As AI and large language models (LLMs) begin to play an increasingly vital role in financial markets, Matt Cheung, chief executive of ipushpull, explores how conversational data is becoming an important source of early market signals.
Financial markets have always depended on one fundamental ingredient: the ability of buyers and sellers to communicate. 400 years ago, that happened face-to-face in coffee houses or on the floors of the earliest exchanges. Today, aside from a few who resist the march of progress, communication, and therefore trading, has shifted to electronic venues, chat, and, to a much lesser extent, voice. Over recent decades, electronification has transformed how markets operate, with trading now driven largely by structured data.
These markets generate oceans of information, yet one of the most revealing datasets remains largely ignored: the daily flow of conversation between clients, sales and traders. Hundreds of millions of words and prices move through chat every day. In a market saturated with data, the next major source of insight will come from this conversational layer; price queries, questions, commentary and informal interactions that shape real-time decision making. These exchanges reveal intent, uncertainty and tone shifts, often well before such signals appear in traditional market data. Unstructured conversational flow is becoming one of the most important yet least recognised sources of intelligence in modern markets.
Historically, this data was almost impossible to capture or interpret at scale. Conversations are fluid, shorthand-heavy and context-dependent, meaning only humans could make sense of them. As a result, chat data remained an untapped reserve for two reasons: limited electronic access and no scalable way to process unstructured language. That changed in November 2022. Just as the browser unlocked the internet and mobile unlocked social media, ChatGPT became the interface moment for AI. Firms realised for the first time the need to adopt AI at scale. Interest in chatbots – and more recently, agents – accelerated across financial markets. Due to demand, Bloomberg opened APIs to its IB chat, giving firms programmatic access to conversational flow.
LLMs, advancing rapidly since Google’s 2017 transformer architecture paper, now offer a practical solution to the messiness and ambiguity of chat. Natural-language AI can interpret conversational flow with the same rigour historically applied to prices, quotes and orders. Combined with retrieval-augmented generation (RAG), LLMs can accurately extract and transform the information embedded in chat; prices, quotes, orders, confirmations and more.
Turning conversational data into actionable insight is powerful but must be governed with the same discipline applied to traditional data and compliance. The chat-to-data pipeline is complex: real-time capture, extraction, mapping, semantic layers, embeddings, metadata, lineage, integration into trading and booking systems, plus audit, logging and permissioning. Firms must consider far more than which model to use. Unsurprisingly, according to a recent MIT study, 95% of generative-AI pilots fail when built internally.
As regulation evolves, humans-in-the-loop will remain essential, providing judgement and oversight. In chat workflows, this can be integrated directly into processes, improving efficiency while maintaining control.
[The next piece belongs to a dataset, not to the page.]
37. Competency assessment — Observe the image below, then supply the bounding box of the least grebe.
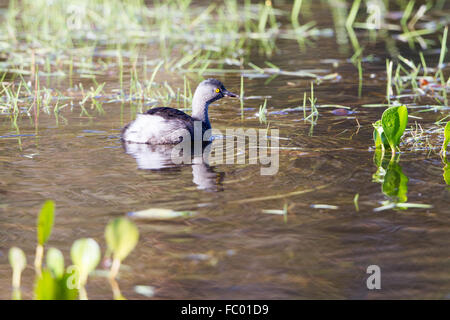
[122,79,238,144]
Handled responsibly, conversational intelligence enables salespeople and traders to streamline workflows, capture real-time signals on liquidity and interest, and detect patterns emerging across thousands of interactions. As firms invest in analysing this new dataset, markets will shift from reactive pricing to more predictive, context-aware decision making.
Early adopters across sell-side, buy-side and inter-dealer brokers are already digitising pre-trade workflows, booking trades directly from chat, summarising sentiment and generating analytics that link conversations to market behaviour.
Looking forward to 2026, use cases will expand rapidly: agentic workflows, sentiment-shift detection, early-warning signals, predictive liquidity awareness, self-service bots and a blurring of the lines between human judgement and AI-assisted insight. These developments will improve responsiveness and risk alignment across clients, sales and traders.
Market structure will also evolve as more markets become digitised and, later, electronified, enabling earlier discovery of trading intent and improving liquidity formation.
In a world where structured data is abundant, the next competitive advantage will come from understanding the conversations that precede every trade. Those who harness conversational intelligence will gain an edge, not through reacting fastest, but through understanding earliest.